Recorded in late 2011 early 2012 at Swamp Thang Studios, Jacksonville Florida
released February 26, 2012
Michael Amason’s latest work, aptly titled The Inner Solar System, is an album about just that.
"The inner terrestrial planets Mercury, Venus, Earth, and Mars are paid homage to in sonic form. Four thunderous tracks of 20 plus minute waves of guitar driven drone split across two cds recall the absence and abyssal solitude of space, the desolation and magnitude of our heavenly bodies. The original concept for the album sprung from the recent MA/Fountainpen split cassette on which Michael contributed No God, Earth. Michael expounded on the concept with a phrase for each planet that takes into regard his own personal ruminations of the meaning of each celestial rock in non sequitur form. The accompanying music consists of heavy guitar drones, slowed either in process or post process, and then layered with tube amp feed back or the slow swells of pure sine waves. The over all effect is what sounds like an extinction, a blotting of the musicians hand from the work- leaving only the crushing oceanic purity of drone to dissolve in a listeners ear. The Inner Solar System insinuates the abrupt and troubling statement that, much like the planets they are based on, these notes and tones have existed before you, and will most certainly live on after you."
-Cookies 'N Cream Records
"Michael Amason’s double CD The Inner Solar System hearkens back to one of the first orchestral pieces to become a popular hit in its electronic interpretation, Gustav Holst’s The Planets (1914-16) by Tomita.

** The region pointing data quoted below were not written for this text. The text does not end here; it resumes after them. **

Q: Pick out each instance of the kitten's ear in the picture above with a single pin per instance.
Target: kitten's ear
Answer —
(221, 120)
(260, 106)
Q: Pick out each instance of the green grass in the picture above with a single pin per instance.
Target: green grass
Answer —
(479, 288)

It too is symphonic but in a far less dramatic and far more suggestive form. While Holst attempted to capture the astrological influences each planet was said to exercise, and pits various states against one another for colour and effect (war and peace, motion and statis), Amason slowly describes the orbits of the four planets nearest to the sun, Mercury, Venus, Earth and Mars. Even though he might be considered proto-ambient with his strong influence from Ravel and Hinduism, Holst’s work is brash, virtuostic and modernist, while Amason is a postmodern ambient minimalist who moves the listener through restraint and duration. Waves of slowed and processed guitar drone on, once with a certain sweetness recalling the French horn, another time a sustained, monotonous thrum, a lone note from a piano tumbling off like an asteroid. Rather than influencing our lives, Amason reminds us of the vast emptiness and lonely indifference of the space through which the planets travel, underlined by the absences he ascribes each one—no light, no love, no God (that’s Earth) and no pain. Long after we have gone, unaware that we were ever here, they will remain, describing their circles. Amason’s drones allow us to ponder that a while."